I keep reading, in articles on retirement, that in order to ensure we don't outlive our money, we should not spend more than 4% of it in each year of retirement. It seems to be such common advice from financial planners that I am puzzled as to why the goverment requires that we withdraw considerably larger amounts from our RIFs each year. I don't expect to need to convert my RRSP to a RIF until the legally required age of 71, but I'm shocked that the amount of withdrawal will be 7.38% then, rising each year until it reaches 20% at age 94+.

There has been a lot of pressure on government recently to increase the contributions to CPP in order to increase maximum pensions, but I haven't read anything suggesting that pensioners' groups such as CARP are pushing to have these minimum withdrawals reduced.

Have I missed something?


----------



## Potato (Apr 3, 2009)

You're missing the disconnect between your money, and your tax sheltered money. 

The 4% rule-of-thumb is to roughly keep your nest egg intact indefinitely, i.e.: to die with money left over. 

But the government doesn't want you to die with the bulk of your money still tax-sheltered. Just because you have to withdraw it though, doesn't mean you have to spend it if you want to stick to the 4% guideline.


----------



## Karen (Jul 24, 2010)

Valid points, Potato, but I still think we should not be forced to withdraw from our RIFs at more than the 4% rate, if at all. Won't the government actually get more tax on that money if I die with a larger amount in my RIF, as my daughters will inherit it and my estate will have to pay tax on the whole thing, rather than my paying a lesser rate of tax on annual withdrawals?


----------



## MoneyGal (Apr 24, 2009)

The issue is the time value of money - in addition to what Potato said earlier, the government (all other things being equal) would rather have that money sooner than later. 

The issue of required minimum withdrawals is an interesting issue of academic study (and practical consequences, too, of course!). I have been working on (editing) a paper which looks at the rationale and practice of RMDs around the world - once it is complete I can post a summary of the practices. 

Long story short is that there are valid actuarial reasons for setting the withdrawal rates where they are - but yes, you are forced into a scheme which is based on the whole population, not your specific circumstances. 

The 4% rule is very widespread, but it is not necessarily rational or appropriate. If you are interested in reading about the 4% rule in more depth, you may want to look at this paper - a keynote paper at the Retirement Income Industry Association meeting earlier this year.


----------



## stardancer (Apr 26, 2009)

The feds gave us a break on taxes all those years we were contributing. Now it's time to pay the piper, hence the withdrawal schedule for a RIF.

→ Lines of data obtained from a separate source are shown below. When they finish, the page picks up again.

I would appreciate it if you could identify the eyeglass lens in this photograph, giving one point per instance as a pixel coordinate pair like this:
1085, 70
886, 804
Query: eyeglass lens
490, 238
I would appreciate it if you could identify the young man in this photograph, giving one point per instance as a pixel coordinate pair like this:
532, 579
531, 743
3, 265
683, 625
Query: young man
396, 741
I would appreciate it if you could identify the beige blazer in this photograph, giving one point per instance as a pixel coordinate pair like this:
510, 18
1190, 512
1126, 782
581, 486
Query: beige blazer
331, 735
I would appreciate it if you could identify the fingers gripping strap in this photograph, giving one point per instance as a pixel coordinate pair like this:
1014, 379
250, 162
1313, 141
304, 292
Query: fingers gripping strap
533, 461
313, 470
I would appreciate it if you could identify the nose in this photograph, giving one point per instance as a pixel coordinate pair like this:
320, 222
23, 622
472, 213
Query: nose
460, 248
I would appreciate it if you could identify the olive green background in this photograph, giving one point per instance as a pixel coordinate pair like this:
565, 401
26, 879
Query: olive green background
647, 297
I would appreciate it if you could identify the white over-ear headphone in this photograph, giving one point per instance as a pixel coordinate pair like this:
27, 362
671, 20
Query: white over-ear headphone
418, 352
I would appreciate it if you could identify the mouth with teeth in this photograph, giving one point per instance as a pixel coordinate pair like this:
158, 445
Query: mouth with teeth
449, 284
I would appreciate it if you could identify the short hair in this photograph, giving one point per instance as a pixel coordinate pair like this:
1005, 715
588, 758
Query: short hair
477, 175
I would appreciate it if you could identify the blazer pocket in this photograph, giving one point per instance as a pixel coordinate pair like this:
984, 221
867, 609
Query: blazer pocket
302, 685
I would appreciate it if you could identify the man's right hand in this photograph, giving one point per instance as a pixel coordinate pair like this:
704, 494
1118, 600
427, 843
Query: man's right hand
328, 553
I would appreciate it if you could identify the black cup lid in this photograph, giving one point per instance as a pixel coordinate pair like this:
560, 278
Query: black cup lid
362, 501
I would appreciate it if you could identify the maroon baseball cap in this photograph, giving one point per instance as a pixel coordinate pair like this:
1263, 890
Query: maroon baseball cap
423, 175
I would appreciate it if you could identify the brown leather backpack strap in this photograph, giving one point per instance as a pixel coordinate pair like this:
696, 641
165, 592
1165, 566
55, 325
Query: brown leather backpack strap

Just because you take it out, doesn't mean you have to use it. My husband starts this year, and I start in another 4 years. According to my projections, we won't need either withdrawal, so they will be rolled over into the TFSA, to be used in case of dire emergency. At the end, the TFSA will save the estate taxes, and the taxable RIF balances will be minimal.


----------



## Four Pillars (Apr 5, 2009)

Ditto what Stardancer said.

RRSP accounts have to be converted into RRIFs or annuities (or both) by the end of the year you turn 71. 

A lot of people are surprised/annoyed/mad at the RRIF mandatory withdrawal rates, but those rules were in place when they made their RRSP contributions and they should have known about them (in theory).


----------



## steve41 (Apr 18, 2009)

Here's a somewhat contrived example, but it shows just how 'approximate' the 4% rule is. A 55 yrold with normal cpp/oas and $500K in his RRSP. The tax behaviour is erratic, but not overly so. 4% rule unmasked


----------



## kcowan (Jul 1, 2010)

Also google Firecalc for more on the 4% guideline. BTW the guideline was developed when financial markets behaved differently than at present. Many people think 3% is a better ROT for anyone retiring today.


----------